Koozali.org: home of the SME Server
Contribs.org Forums => General Discussion => Topic started by: soprom on August 29, 2010, 04:23:08 PM
-
I want to test for intrusion in a special situation where someone is not respecting smeserver conventions in creating a folder at the same level as files and html in a ibay.
What I want to achieve is to demonstrate that an intrusion is possible from the LAN for unauthentified users, or that it is not possible.
The case goes like this:
# as root, create a folder to host an hyperfile database
mkdir /home/e-smith/files/ibays/Primary/db
touch /home/e-smith/files/ibays/Primary/db/intrusion-test.txt
chmod -R 777 /home/e-smith/files/ibays/Primary/db/
Can an unauthentified user reach /home/e-smith/files/ibays/Primary/db/intrusion-test.txt in this cas ?
Thanks for any comment!
-
Users with accounts on the SME server who also have shell access would be able to access this file with '777' permissions.
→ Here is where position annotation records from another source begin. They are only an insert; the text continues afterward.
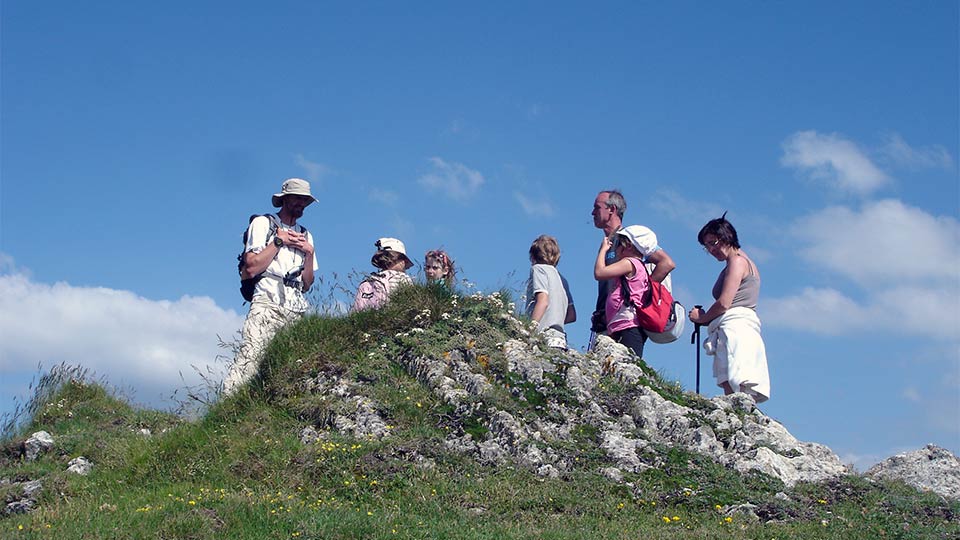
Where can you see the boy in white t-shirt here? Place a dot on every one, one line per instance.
(549, 301)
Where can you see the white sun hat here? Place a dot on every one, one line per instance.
(641, 237)
(293, 186)
(392, 244)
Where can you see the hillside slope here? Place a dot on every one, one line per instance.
(440, 416)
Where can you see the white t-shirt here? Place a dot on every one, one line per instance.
(273, 288)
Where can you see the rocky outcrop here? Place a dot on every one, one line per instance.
(930, 468)
(630, 429)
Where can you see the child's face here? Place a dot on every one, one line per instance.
(434, 269)
(625, 249)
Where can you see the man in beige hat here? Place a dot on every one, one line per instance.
(280, 259)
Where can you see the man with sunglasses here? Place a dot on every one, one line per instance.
(279, 253)
(608, 210)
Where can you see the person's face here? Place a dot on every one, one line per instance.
(295, 204)
(434, 270)
(624, 248)
(601, 212)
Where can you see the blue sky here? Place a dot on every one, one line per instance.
(137, 139)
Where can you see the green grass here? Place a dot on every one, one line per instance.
(241, 471)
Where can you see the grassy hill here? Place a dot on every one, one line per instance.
(244, 471)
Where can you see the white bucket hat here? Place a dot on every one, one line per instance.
(641, 237)
(293, 186)
(392, 244)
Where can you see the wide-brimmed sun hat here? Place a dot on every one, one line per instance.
(392, 244)
(293, 186)
(641, 237)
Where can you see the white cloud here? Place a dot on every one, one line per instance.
(384, 196)
(456, 180)
(533, 208)
(133, 342)
(831, 158)
(887, 242)
(314, 172)
(900, 153)
(927, 312)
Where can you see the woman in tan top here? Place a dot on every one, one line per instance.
(740, 358)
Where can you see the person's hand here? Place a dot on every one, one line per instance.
(293, 239)
(605, 244)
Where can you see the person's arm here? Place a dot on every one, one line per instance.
(308, 261)
(663, 265)
(736, 270)
(540, 305)
(571, 314)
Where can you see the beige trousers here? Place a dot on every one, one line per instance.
(263, 322)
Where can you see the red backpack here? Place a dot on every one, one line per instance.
(654, 308)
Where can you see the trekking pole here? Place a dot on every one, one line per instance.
(695, 336)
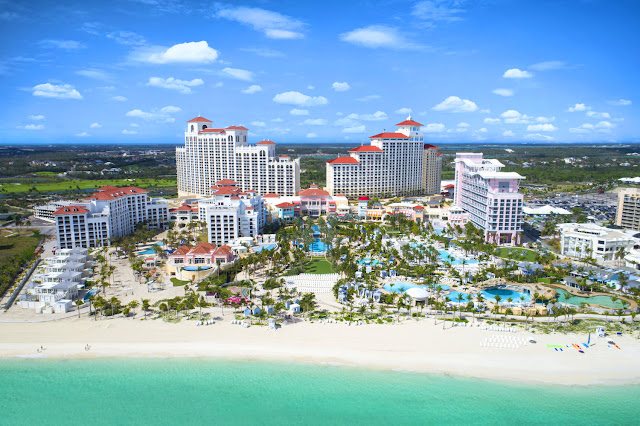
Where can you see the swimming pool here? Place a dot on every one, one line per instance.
(600, 300)
(195, 268)
(397, 286)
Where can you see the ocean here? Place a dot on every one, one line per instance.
(204, 391)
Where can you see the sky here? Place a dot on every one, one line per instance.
(134, 71)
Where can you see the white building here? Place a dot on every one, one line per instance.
(490, 197)
(231, 213)
(211, 155)
(392, 165)
(585, 240)
(110, 213)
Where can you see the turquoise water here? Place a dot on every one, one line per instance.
(605, 301)
(198, 391)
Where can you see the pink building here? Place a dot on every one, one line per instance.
(490, 197)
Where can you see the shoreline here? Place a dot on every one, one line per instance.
(413, 346)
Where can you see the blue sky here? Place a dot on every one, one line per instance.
(128, 71)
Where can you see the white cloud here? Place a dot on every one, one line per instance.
(376, 116)
(254, 88)
(300, 99)
(547, 127)
(355, 129)
(578, 108)
(503, 92)
(191, 52)
(621, 102)
(162, 115)
(548, 66)
(456, 104)
(182, 86)
(341, 87)
(61, 44)
(315, 121)
(57, 91)
(594, 114)
(434, 128)
(238, 74)
(368, 98)
(271, 24)
(32, 127)
(379, 36)
(538, 137)
(516, 73)
(95, 74)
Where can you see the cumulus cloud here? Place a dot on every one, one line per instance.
(434, 128)
(516, 73)
(272, 24)
(315, 121)
(503, 92)
(161, 115)
(237, 73)
(341, 87)
(254, 88)
(192, 52)
(456, 104)
(547, 127)
(182, 86)
(299, 99)
(56, 91)
(579, 108)
(379, 36)
(355, 129)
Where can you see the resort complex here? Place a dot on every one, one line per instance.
(215, 154)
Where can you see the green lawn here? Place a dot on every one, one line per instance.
(72, 185)
(318, 266)
(518, 254)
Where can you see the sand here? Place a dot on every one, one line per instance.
(411, 345)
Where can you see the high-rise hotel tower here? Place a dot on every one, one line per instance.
(214, 154)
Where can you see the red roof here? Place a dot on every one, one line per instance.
(71, 210)
(344, 160)
(409, 123)
(114, 192)
(387, 135)
(284, 205)
(198, 118)
(313, 192)
(366, 148)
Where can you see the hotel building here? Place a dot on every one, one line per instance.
(213, 154)
(110, 213)
(392, 165)
(490, 197)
Users with only smb or http access would not have access (I think) - because the ".../Primary" folder is not exposed as a share point for either protocol.
-
Thanks for your comment...
Indeed, I can reach the file with a user account.
-
Users with accounts on the SME server who also have shell access would be able to access this file with '777' permissions.
They could also do so via putty/Winscp/scp.
Don't create directories or files with permission 777.
-
Yes Charlie, but the one who installed the server did it and I need to 'proove' how hazardous it is. So my first step was to demonstrate that a user with no such permission could reach files that are supposedly protected.
But also I wonder if a non-user on the server could reach such a content.